For heart rate (HR) and the power spectrum density (PSD) of brain cortical activity (alpha, beta, theta frequency band) at each brain region (occipital, parietal, frontal), we performed two-way repeated-measures ANOVA [Eye condition (EC: eyes closed, and EO: eyes open) × Physical condition (Rest, Exercise, and Recovery), and then post-hoc test by using a multiple comparison with the Bonferroni correction when main or interaction effects were observed.

HR and RPE

Table 1 shows the average HR throughout the actual experiments. There was a significant main effect of Physical condition (F1.19, 16.64 = 224.44, p < 0.001), but not interaction. HR was significantly higher during Exercise (8–12 min) compared to Rest (2–6 min) (p < 0.001). The HR in Recovery (14–18 min) was lower than Exercise (p < 0.001) but higher than Rest (p < 0.001). On the other hand, there was not a significant main effect of Eye condition (F1, 14 = 3.55, p = 0.08), neither EO nor EC significantly affected the HR at any physical state. These results indicate that the HR change caused by exercise reached a stable state within 2 min after the exercise began and recovered to the rest state within 2 min after it ended, and the physiological state during or after exercise were equally between eyes condition.

Table 1 Average HR during the experiments.

The RPE (rating of perceived exertion) during exercise was 12.3 ± 0.9 on average, and the range within all participants was 10–13. This indicates that the exercise workload corresponded to light-to-moderate intensity for all participants.
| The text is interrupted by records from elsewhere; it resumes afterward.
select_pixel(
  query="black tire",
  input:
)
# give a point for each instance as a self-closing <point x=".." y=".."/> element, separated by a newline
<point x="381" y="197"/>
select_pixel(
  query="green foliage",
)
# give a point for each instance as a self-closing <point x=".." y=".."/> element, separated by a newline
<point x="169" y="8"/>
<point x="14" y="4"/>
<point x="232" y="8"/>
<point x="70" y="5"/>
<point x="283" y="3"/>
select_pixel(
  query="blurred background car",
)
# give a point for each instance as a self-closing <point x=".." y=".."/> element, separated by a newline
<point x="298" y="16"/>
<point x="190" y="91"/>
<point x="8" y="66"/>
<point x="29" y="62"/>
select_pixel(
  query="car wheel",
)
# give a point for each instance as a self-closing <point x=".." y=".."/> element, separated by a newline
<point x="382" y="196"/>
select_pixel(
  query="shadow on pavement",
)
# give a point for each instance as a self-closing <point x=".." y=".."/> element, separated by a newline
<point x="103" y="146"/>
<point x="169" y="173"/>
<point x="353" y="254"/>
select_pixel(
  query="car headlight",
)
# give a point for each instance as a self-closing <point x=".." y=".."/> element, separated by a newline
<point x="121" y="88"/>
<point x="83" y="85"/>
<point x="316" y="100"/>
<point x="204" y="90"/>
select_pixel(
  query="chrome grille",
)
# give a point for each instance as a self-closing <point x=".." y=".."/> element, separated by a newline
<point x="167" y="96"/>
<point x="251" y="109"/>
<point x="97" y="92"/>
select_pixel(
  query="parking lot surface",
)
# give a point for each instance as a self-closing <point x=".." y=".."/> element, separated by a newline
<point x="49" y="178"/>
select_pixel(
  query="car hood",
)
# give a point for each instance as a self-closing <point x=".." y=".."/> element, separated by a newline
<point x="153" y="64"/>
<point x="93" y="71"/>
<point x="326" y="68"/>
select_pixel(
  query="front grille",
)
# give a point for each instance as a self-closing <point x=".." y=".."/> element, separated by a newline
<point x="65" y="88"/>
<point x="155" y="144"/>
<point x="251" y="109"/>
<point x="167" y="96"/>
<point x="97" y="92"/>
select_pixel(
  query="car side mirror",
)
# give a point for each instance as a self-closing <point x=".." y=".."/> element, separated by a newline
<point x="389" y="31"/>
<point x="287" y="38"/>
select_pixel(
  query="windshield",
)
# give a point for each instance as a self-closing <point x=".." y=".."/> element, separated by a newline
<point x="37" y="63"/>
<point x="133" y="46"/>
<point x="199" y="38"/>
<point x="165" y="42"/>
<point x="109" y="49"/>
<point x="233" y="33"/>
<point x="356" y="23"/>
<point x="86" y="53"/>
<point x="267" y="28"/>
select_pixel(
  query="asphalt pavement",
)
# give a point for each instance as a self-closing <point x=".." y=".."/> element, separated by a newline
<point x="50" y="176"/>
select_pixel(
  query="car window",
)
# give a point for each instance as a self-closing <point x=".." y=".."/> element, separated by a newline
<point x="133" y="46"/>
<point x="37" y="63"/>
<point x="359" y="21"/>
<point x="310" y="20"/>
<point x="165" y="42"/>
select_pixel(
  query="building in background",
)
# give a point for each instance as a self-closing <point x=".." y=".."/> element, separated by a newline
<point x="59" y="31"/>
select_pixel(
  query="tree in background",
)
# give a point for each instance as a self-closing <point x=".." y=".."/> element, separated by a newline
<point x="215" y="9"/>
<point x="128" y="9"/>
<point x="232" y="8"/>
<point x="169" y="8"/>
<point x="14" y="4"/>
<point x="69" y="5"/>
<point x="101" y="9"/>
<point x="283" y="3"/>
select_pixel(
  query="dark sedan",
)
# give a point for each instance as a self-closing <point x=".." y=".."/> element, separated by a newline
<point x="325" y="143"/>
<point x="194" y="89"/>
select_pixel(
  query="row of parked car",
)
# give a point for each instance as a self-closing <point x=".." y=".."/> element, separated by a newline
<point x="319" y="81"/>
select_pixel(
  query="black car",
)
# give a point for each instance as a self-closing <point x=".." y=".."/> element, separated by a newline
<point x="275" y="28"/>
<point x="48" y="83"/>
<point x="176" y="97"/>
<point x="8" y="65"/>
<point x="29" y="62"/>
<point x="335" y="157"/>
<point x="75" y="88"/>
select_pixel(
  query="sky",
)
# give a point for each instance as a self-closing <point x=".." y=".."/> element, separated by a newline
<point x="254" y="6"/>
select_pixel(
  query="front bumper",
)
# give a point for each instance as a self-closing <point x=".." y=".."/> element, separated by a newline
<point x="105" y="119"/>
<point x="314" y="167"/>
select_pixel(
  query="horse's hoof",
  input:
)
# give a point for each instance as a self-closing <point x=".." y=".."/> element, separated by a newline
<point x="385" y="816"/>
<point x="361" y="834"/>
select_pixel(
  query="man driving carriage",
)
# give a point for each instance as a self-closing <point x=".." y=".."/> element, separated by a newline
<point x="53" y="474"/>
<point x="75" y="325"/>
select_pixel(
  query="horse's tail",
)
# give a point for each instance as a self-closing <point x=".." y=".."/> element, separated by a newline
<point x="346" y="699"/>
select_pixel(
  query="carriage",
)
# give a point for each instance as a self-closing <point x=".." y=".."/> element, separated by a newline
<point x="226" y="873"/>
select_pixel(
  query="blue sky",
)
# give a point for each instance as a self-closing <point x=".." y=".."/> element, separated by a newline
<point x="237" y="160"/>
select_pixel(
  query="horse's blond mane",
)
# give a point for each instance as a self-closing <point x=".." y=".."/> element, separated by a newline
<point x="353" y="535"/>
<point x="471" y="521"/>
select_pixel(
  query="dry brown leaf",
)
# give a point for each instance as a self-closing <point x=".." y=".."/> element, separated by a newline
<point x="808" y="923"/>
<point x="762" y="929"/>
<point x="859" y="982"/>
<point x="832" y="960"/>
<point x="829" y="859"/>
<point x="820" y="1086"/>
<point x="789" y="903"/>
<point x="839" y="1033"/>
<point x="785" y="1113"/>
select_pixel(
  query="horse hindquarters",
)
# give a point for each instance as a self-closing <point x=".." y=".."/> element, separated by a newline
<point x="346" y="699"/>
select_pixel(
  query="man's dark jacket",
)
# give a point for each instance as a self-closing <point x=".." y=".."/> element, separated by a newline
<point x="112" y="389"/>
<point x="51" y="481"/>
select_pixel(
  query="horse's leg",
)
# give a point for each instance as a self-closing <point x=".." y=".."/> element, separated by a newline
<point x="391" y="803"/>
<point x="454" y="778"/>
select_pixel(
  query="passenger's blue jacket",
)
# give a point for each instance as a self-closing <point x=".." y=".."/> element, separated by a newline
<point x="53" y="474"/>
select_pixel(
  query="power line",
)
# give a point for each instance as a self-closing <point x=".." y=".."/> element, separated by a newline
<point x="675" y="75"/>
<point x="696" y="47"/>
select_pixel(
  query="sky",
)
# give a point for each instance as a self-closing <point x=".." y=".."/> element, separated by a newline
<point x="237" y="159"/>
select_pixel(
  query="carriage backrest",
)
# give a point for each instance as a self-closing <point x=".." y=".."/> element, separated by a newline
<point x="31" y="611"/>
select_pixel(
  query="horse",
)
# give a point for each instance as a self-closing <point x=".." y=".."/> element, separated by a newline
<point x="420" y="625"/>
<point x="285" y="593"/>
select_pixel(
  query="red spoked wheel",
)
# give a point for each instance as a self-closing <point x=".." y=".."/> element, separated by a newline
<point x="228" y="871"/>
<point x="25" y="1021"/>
Power spectrum density (PSD)

Alpha frequency band

Figure 1 shows α-PSD at rest, during exercise, and after exercise as the rate of change from Rest-EO. In the occipital (Fig. 1A) and parietal (Fig. 1B) sites, the analysis of α-PSD revealed a significant main effect of Eye (occipital, F1,14 = 13.78, p < 0.01; parietal, F1,14 = 40.22, p < 0.001) and Physical condition (occipital, F1.35, 18.85 = 11.77, p < 0.01; parietal, F2, 28 = 9.56, p < 0.01) and interaction (occipital, F2,28 = 4.63, p = 0.018; parietal, F2, 28 = 3.59, p < 0.01), respectively. In both regions, α-PSD was higher in EC than EO at Rest (both, p < 0.01), Exercise (both, p < 0.001), and Recovery (both, p < 0.01), suggesting that eye closure increased α-PSD regardless of the physical state. In the occipital region, exercise also significantly increased α-PSD in both eye conditions (Rest vs. Exercise, p < 0.01). In the parietal site, exercise tended to increase α-PSD regardless of eye condition (Rest vs. Exercise, p = 0.066). However, the increment effect disappeared in Recovery in occipital (Exercise vs. Recovery, p = 0.011) and parietal site (Exercise vs. Recovery, p < 0.01). In the frontal site, a significant interaction was not observed. There was a significant main effect of Eye condition (F1, 14 = 12.90, p < 0.01), in which eye closure significantly increased α-PSD at any Physical conditions (Rest, p < 0.01; Exercise, p < 0.001; Recovery, p = 0.028). Although the main effect of Physical condition was not significant (F1.45, 20.33 = 2.69, p = 0.085), exercise significantly increased α-PSD regardless of eye condition (Rest vs. Exercise, p = 0.022).

Figure 1
figure 1

Alpha power spectrum densities in occipital (A), parietal (B), and frontal (C) site at the rest, exercise, and recovery periods. The values indicate the percentage change from Rest + EO and are shown as the mean ± standard error (N = 15). *p < 0.05, **p < 0.01. †p < 0.05, ††p < 0.01, †††p < 0.001 vs EO. PSD power spectrum densities.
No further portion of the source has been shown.